Michelle Mathis and Michelle Mathis

The other morning, I groggily pulled myself out of bed [as I always do— not much of a morning person] and slapped my phone so the loud, blaring alarm would shut up.

I hesitantly secured my footing on my desk from my lofted bed and stepped on a piece of paper, which in turn got stuck to my foot.

Irritated, I pulled it off, then immediately felt a wave of grief. My grandfather’s funeral program had fallen off my corkboard near my desk, an item that is in my line of vision whenever I study there.

Usually when I see my grandfather’s face, I remember the beautiful moments I spent with my family this summer as we pulled even closer in the small city of Price, Utah to celebrate the life of our dear grandfather.

This time, however, I felt a sense of guilt and almost overwhelming gratitude, as if I had an unwavering debt that hadn’t been repaid.

Earlier this week in my Intro to Ethics course, we discussed “moral exemplars” and how we base our morality on the life of someone we admire and look up to.

When we split into discussion in recitation, I was eager to say that my moral exemplar was my grandfather.

My grandfather was an extraordinary man, with an emphasis on the extra. He worked tirelessly his whole life so that all his money would be given away to his children and his children’s children.

I didn’t quite understand it when he was living, but my grandfather had set up college funds for his grandchildren when we were little, so that if we needed to, we would be set to further our education.

Upon nearing the days of his funeral, multiple people came forward and said that my grandfather had given them second chances at life, for he was a juvenile delinquent judge and often gave his cases the option of entering the military instead of going to jail.

Others came forward and confessed that my grandfather paid for their missions, as he was a dedicated member of the Church of Jesus Christ of Latter Day Saints, who felt that spreading God’s word and love was one of the most important things in life, following family.

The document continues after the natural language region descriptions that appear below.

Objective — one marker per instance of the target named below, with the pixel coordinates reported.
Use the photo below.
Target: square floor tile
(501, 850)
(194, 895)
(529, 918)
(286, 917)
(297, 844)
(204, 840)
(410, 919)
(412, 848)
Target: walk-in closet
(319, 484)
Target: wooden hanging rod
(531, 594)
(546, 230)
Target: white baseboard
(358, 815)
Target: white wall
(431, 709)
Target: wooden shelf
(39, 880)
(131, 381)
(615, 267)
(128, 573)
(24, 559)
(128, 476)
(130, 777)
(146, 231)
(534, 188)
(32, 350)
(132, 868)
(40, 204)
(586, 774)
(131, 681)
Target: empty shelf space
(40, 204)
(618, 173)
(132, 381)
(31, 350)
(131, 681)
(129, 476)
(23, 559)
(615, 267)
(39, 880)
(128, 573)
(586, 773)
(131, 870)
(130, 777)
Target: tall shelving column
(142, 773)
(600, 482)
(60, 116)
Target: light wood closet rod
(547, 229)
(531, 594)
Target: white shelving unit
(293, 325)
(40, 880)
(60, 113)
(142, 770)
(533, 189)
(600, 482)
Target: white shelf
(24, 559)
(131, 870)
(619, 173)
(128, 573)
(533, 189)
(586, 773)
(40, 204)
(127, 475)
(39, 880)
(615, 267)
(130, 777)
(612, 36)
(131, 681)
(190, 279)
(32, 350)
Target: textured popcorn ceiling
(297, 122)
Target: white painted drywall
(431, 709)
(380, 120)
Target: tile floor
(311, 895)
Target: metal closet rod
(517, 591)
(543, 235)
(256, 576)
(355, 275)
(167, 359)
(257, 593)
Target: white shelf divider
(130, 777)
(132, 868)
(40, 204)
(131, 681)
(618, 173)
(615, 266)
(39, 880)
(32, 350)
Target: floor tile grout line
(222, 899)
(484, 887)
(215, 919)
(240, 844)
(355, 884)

He was and is the most selfless man I have ever met.

How grateful I am to be in a position of agency where I have the means of attending school, almost financially independent because of one man.

How lucky I am to have a family stronger than steel because one man deemed it important enough to know that even if distance separates our family, it is imperative to love one another fiercely and often.

There is a quote printed on his program by George Eliot that reads, “What do we live for if it is not to make life less difficult for others?”

It seems like the perfect quote to describe a seemingly perfect man.

I know I have been quiet about your passing, Grandpa, but this is my dedication to you.

Thank you for everything good. I love you. Rest in peace.